It’s never easy to say goodbye. But when bidding farewell to a loved one or family member, the end is never really the end. There is still much to decide on following a person’s death, and how to handle the body is one of the major decisions.
Cremation is increasingly becoming a more popular choice for American families. More than half of the families in the United States now choose cremation over burial when it comes to an end-of-life service.
But is the decision right for you and your family? Having the proper information at your disposal can help to decide. Read on, and we’ll walk you through everything you need to know about cremation.
How Expensive is Cremation?
There are a number of different costs related to the end of one’s life. And depending on how expensive the remaining hospital bills are, you may have to be smart about how you approach these financial needs.
Luckily, the act of cremation is often a more affordable option than a traditional burial. You do not need to spend money on a coffin or a plot of land in a graveyard. A reasonable rate for a cremation falls between $800 and $1300 depending on the specifics of the situation.
A more traditional burial could end up costing double or even triple the price.
Included in this price is the pick-up and transportation of the body, as well as the filing of the required paperwork. The cremation will occur and the ashes of the deceased will be returned to the family following.
You can contact a funeral home to inquire about their pricing for cremation services.
Families Still Have Funeral Services
There is a misconception out there that if you choose cremation that you will be forgoing a traditional funeral service. This isn’t necessarily so. It is true that some families who go with cremation decide not to have a funeral. But that’s a choice, not anything directly related to cremation.
Many families have funerals or memorial services (with no body present) prior to a cremation occurring. Some hold them following cremation, and the spreading of a person’s ashes occurs at the tail end of the ceremony.
There was a time where some religious organizations opposed cremation. But these days, that is far less common. You can still hold a funeral service with a religious service even if you go with cremation.
A Body Is Cremated Alone
Another common misconception surrounding cremations has to do with how bodies are cremated, and in what company. A body is not cremated with other people. To do this is actually illegal.
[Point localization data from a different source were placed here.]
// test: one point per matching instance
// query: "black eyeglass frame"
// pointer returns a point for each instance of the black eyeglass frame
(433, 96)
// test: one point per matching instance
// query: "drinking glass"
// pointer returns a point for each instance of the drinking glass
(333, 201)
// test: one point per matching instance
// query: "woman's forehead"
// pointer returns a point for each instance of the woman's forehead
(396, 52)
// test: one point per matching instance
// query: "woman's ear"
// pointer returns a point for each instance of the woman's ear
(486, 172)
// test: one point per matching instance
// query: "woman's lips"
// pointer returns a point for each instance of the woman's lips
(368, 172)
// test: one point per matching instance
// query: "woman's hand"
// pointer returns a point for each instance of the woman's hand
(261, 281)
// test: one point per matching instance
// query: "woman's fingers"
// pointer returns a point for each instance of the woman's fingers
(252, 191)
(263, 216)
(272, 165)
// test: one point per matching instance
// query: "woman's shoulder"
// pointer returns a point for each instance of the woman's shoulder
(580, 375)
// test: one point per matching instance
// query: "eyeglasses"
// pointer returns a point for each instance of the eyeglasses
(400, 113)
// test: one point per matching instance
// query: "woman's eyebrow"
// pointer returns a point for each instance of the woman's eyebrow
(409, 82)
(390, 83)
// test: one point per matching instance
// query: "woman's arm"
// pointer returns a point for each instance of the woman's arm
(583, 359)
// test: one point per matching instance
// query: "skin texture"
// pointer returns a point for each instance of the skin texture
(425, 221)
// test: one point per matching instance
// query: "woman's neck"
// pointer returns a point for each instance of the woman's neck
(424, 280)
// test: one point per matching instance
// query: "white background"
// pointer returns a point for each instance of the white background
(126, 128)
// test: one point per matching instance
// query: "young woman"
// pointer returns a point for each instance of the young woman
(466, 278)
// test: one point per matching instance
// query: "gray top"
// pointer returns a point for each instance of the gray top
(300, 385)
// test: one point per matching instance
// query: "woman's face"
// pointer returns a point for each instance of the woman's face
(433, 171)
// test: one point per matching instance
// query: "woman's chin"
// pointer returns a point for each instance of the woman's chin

Every body that is cremated is done so alone. Many crematoriums also allow a witness to be present at the cremation. Often, this needs to be arranged in advance. Pre-planning a cremation can help to save money and ensure the process goes exactly as a family wishes.
The Right Choice For Your Family
Cremation isn’t the right choice for every family, but it is for many. There are many advantages to the process that are worth considering over that of a traditional burial.